LA SITUAZIONE ATTUALE

Abbiamo chiesto a Nicola Quirico, direttore responsabile di FADIS (Federazione Associazioni di docenti per l’integrazione scolastica), di rispondere ad alcune domande che ci aiutino a capire come si configura realmente la situazione attuale.

Qual è la reale situazione degli insegnanti di sostegno oggi, in seguito alle riforme del Ministro Gelmini?
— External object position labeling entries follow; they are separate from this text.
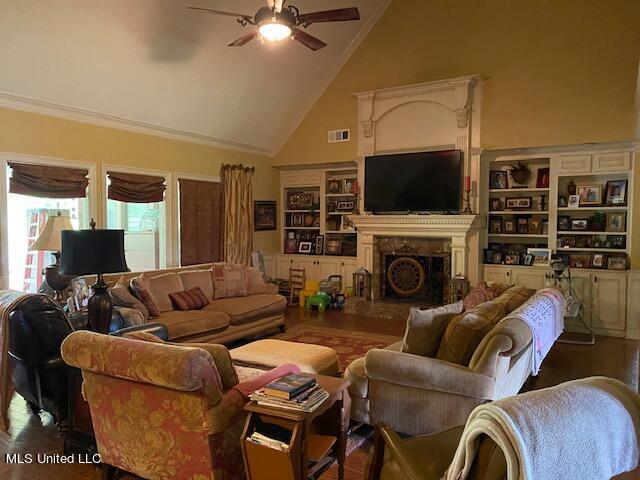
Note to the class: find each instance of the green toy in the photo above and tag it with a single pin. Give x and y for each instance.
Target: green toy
(320, 300)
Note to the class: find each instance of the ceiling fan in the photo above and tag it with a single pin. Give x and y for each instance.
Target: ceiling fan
(276, 22)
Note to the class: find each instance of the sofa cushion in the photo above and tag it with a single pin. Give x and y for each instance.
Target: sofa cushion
(425, 328)
(229, 280)
(246, 309)
(193, 322)
(465, 331)
(198, 278)
(162, 286)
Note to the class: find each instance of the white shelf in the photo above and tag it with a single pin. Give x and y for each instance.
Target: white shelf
(520, 190)
(584, 232)
(519, 212)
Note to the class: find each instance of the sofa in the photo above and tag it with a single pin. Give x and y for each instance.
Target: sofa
(256, 309)
(461, 359)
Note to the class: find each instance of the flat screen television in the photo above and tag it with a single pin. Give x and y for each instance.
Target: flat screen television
(413, 182)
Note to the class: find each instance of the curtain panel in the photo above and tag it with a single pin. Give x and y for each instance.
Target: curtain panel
(200, 222)
(134, 188)
(48, 182)
(238, 213)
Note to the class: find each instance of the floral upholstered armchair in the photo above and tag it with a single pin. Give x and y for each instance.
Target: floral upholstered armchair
(161, 411)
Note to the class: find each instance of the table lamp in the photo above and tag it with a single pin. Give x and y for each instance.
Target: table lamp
(89, 252)
(50, 240)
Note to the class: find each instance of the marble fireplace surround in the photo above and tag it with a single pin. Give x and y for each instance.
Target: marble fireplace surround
(460, 232)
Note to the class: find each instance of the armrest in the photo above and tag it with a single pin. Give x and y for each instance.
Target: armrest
(426, 373)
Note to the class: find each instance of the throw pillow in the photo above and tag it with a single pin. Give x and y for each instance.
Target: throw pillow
(425, 328)
(142, 287)
(255, 282)
(192, 299)
(480, 294)
(229, 280)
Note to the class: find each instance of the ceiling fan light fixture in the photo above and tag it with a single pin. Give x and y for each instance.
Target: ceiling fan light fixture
(274, 31)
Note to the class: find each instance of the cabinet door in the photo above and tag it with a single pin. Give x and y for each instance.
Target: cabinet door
(328, 266)
(529, 277)
(497, 274)
(348, 267)
(609, 297)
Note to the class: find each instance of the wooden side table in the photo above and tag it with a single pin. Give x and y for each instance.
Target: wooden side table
(331, 419)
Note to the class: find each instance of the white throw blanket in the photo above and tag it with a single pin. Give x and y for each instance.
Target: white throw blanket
(586, 429)
(544, 314)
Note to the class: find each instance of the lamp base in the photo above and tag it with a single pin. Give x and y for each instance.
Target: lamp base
(100, 307)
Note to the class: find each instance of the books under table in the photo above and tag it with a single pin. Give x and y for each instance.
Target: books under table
(307, 401)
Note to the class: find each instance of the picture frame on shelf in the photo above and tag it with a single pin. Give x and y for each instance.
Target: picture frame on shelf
(541, 256)
(590, 195)
(304, 247)
(518, 203)
(542, 178)
(616, 193)
(580, 260)
(617, 261)
(495, 227)
(580, 224)
(498, 180)
(599, 260)
(616, 222)
(573, 201)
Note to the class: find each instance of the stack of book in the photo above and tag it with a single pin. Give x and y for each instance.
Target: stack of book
(294, 392)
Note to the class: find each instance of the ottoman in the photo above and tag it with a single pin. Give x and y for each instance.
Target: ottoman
(270, 353)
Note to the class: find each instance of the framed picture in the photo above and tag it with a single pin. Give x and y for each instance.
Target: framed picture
(518, 203)
(334, 186)
(509, 226)
(564, 223)
(535, 225)
(541, 256)
(580, 260)
(304, 247)
(498, 180)
(616, 222)
(589, 195)
(579, 224)
(350, 185)
(512, 259)
(616, 192)
(598, 260)
(264, 215)
(542, 180)
(333, 247)
(617, 262)
(319, 244)
(345, 205)
(495, 204)
(574, 201)
(527, 259)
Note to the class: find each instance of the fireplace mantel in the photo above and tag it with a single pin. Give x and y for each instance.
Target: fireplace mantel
(461, 229)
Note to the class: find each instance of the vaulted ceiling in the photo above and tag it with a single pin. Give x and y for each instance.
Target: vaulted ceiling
(154, 64)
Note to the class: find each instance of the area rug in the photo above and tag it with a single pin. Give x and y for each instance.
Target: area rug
(348, 344)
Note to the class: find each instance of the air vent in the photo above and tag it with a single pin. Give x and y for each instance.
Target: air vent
(337, 136)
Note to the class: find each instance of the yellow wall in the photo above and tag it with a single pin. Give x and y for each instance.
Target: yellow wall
(557, 71)
(34, 134)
Le diverse riforme messe in atto dal Ministro dell’Istruzione riguardano molto aspetti della gestione e dell’organizzazione delle scuole di ogni in grado e grado. Per la maggior parte di esse si conferma nel complesso la scelta dell’integrazione scolastica degli alunni con disabilità nelle scuole. A questo proposito sono state recentemente emanate dal Ministro le linee guida per l’integrazione scolastica che pur non essendo un vero e proprio atto normativo fornisco e ribadiscono molte indicazioni, già note agli operatori scolastici, ma  non sempre applicate in maniera corretta. Nello specifico le linee guida sollecitano i dirigenti scolastici (ex presidi) ad assumere responsabilità precise al fine di assicurare la piena integrazione dei disabili nelle classi comuni. Di grande rilievo è l’importanza data ai gruppi di studio a livello di scuole e di consiglio di classe che offrono l’opportunità di avviare una proficua attività di condivisione con le famiglie per la gestione dei percorsi di integrazione previsti dal POF, Piano dell’Offerta formativa, della scuola e dal PEI, Piano Educativo Individualizzato, dell’alunno con disabilità. Altro tema non ancora toccato dalla riforme ma sicuramente fondamentale per l’integrazione scolastica degli alunni con disabilità riguarda la formazione iniziale dei docenti. Infatti attraverso un’adeguata formazione iniziale e in servizio obbligatoria per tutti i docenti, quindi non solo quelli di sostegno,  è possibile rinnovare la scuola tenendo conto dei bisogni educativi di tutti gli alunni.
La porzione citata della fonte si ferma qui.